SDS-PAGE and Western blotting

Proteins were separated by sodium dodecyl sulfate (SDS)-polyacrylamide gel electrophoresis (SDS-PAGE) and then subjected to western blotting as previously described [10]. The primary antibody against ComEA (GP 1248; see below) and horseradish peroxidase (HRP)-conjugated goat anti-rabbit secondary antibody (Sigma-Aldrich, Switzerland) were diluted at 1:5,000 and 1:20,000, respectively. Luminescent signals were produced and detected by Western Lightning-ECL (PerkinElmer) and chemiluminescence-detecting film (Amersham Hyperfilm ECL, GE Healthcare).

Generation of the antibodies against ComEA

Rabbit anti-ComEA antibodies were raised against synthetic peptides and produced by Eurogentec (Belgium). The antibody was tested in Western blot analysis against the comEA knockout strain to exclude potential cross-reactions with proteins migrating towards the same position as the target protein.

Quantitative reverse transcription PCR (qRT-PCR)

V. cholerae strains were grown in LB medium supplemented with 0.02% arabinose to induce the qstR gene or natural competence. RNA preparation, DNase treatment, reverse transcription, and qPCR were performed as previously described [10],[22],[23].

5′ Rapid amplification of cDNA ends (5′RACE)

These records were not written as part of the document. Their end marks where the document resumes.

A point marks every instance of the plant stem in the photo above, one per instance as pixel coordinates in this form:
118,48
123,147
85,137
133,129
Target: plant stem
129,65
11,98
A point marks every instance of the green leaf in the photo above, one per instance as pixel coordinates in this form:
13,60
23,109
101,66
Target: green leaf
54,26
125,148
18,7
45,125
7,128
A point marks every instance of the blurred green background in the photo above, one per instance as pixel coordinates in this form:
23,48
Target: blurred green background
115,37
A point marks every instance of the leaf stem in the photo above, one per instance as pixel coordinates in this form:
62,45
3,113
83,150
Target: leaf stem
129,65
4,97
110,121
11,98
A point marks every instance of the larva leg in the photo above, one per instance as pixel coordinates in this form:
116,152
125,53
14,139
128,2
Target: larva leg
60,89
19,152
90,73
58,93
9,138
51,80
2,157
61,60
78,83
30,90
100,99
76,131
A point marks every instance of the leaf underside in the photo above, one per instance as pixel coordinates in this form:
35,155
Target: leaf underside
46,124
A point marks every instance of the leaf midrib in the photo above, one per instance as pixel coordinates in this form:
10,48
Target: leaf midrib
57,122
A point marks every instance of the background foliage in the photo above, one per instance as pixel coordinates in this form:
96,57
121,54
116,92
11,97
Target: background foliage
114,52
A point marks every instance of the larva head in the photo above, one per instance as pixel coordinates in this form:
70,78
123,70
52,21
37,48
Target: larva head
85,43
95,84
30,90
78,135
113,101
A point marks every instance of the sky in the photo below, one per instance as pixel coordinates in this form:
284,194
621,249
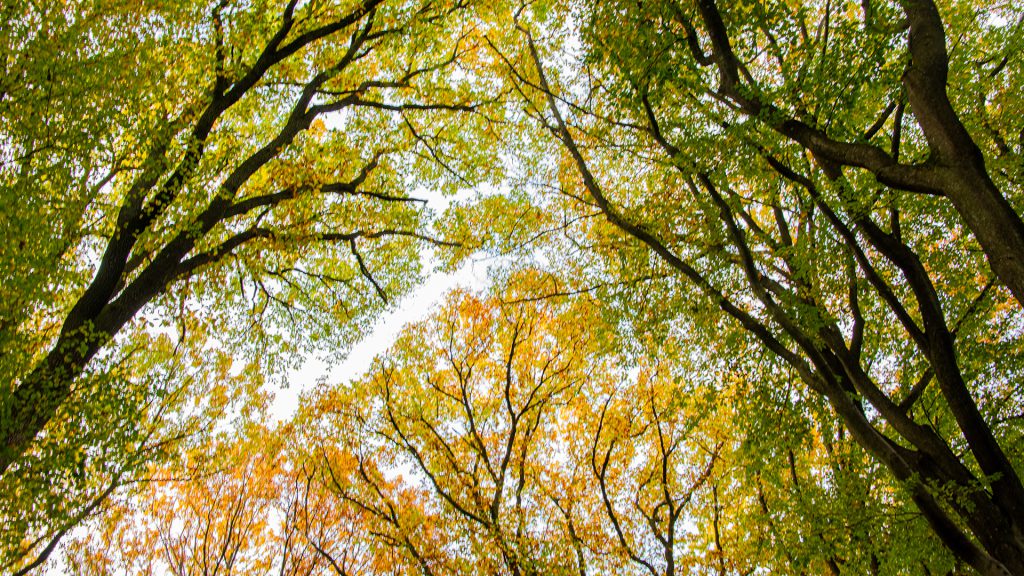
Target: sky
417,305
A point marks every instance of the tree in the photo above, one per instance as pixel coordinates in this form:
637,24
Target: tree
250,166
867,294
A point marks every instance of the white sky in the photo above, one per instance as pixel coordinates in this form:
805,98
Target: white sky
417,305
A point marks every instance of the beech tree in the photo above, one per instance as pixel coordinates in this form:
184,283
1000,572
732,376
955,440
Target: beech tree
756,300
244,172
727,167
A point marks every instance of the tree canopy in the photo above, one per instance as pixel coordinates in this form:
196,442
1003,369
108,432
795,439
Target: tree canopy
755,300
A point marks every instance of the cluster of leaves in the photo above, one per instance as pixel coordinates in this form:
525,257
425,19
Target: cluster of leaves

V. cholerae wild-type strain A1552-TntfoX was induced to competence as described above. Cell harvesting and RNA preparation were performed as previously published [22]. The 5′/3′ RACE Kit 2nd Generation (Roche) was used to identify the transcription start of the comEA gene. All steps were performed according to the manufacturer’s protocol unless stated otherwise. Total RNA (2 μg) and the gene-specific primer comEA_284_rev were used to synthesize the first strand cDNA of comEA. The cDNA was then purified using the High Pure PCR Product Purification Kit (Roche, Switzerland). After addition of the Poly(A) tail to the 3′ end, the first strand cDNA was amplified by PCR with the gene-specific primer comEA_217_rev and oligo dT-Anchor primer. The PCR products were visualized on an agarose gel and purified. The double-stranded cDNA of comEA was further amplified by PCR with the primers F-EcoRI_Anchor_P and R-BamHI_comEA_217. The PCR products were cloned into the EcoR I/BamH I sites of the plasmid pBR-Tet_MCSI [10]. To determine the transcription start point of comEA, fifteen of those plasmids were sequenced. 12 out of those 15 sequences pointed to the C at position −24 bp upstream the comEA start codon as transcriptional start site.

Results

Regulation of comEA by QstR and TfoX/CRP-cAMP

From previous studies it was known that the expression of comEA is dependent on a) the master regulator of transformation, TfoX; b) the CRP-cAMP complex; and c) the transcription factor QstR [4],[22],[23] (Figure 1). Indeed, we previously demonstrated that the QstR protein is required for proper expression of the two competence genes, comEA and comEC[22], both of which are essential for DNA uptake and natural transformation [12]. We also speculated that QstR might require a cofactor for proper binding to the respective promoter regions [22]. Here, we asked whether TfoX only regulates comEA indirectly through its influence on QstR, or whether it also has a role in directly regulating the expression of comEA (Figure 1). To do so, we measured the transcripts of comEA in the absence of natural competence induction (e.g., in the absence of a chitin surface and without artificial induction of the gene encoding the main regulator of transformation, TfoX) but with in trans overexpression of qstR. Using this approach, we observed an increased level of comEA expression, whereas expression of the upstream acting regulatory gene hapR and the competence-unrelated but HapR-activated gene hapA did not change as expected (Figure 2). However, the relative expression of comEA appeared lower than what was measured when natural competence was concomitantly induced even though the expression of qstR was significantly higher due to the multi-copy effect of the expression in trans (compare to [22] and data shown below).
Figure 2

QstR drives the expression of comEA in the absence of competence induction. (A) qRT- PCR data showing the relative expression of the indicated genes in wild-type V. cholerae strain A1552 (WT) carrying an empty vector (p) as control or a plasmid encoding qstR (p_qstR; ara-inducible). Strains were grown to high cell density, and the growth medium was supplemented with arabinose to induce expression of qstR in the absence of competence-induction (e.g., independent of TfoX). Data are the average of three biological replicates. Error bars indicate standard deviation. Statistically significant differences were determined by Student’s t- tests. *P < 0.05, n.s. = not significant. (B) Detection of the ComEA protein (with and without the N-terminal signal sequence peptide; upper and lower band, respectively) by Western blot analysis using protein-specific antibodies. Total protein was extracted from the indicated strains after growth to high cell density. Lanes: 1, V. cholerae strain A1552-TntfoX, competence-non-induced; 2, A1552-TntfoX competence-induced; 3, wild-type strain A1552 carrying plasmid pBAD/Myc-HisA (vector control); 4, A1552 containing plasmid p_qstR in trans. Strains indicated in lanes 3 and 4 were grown in the presence of 0.02% arabinose to induce the PBAD promoter, which is located on the plasmid.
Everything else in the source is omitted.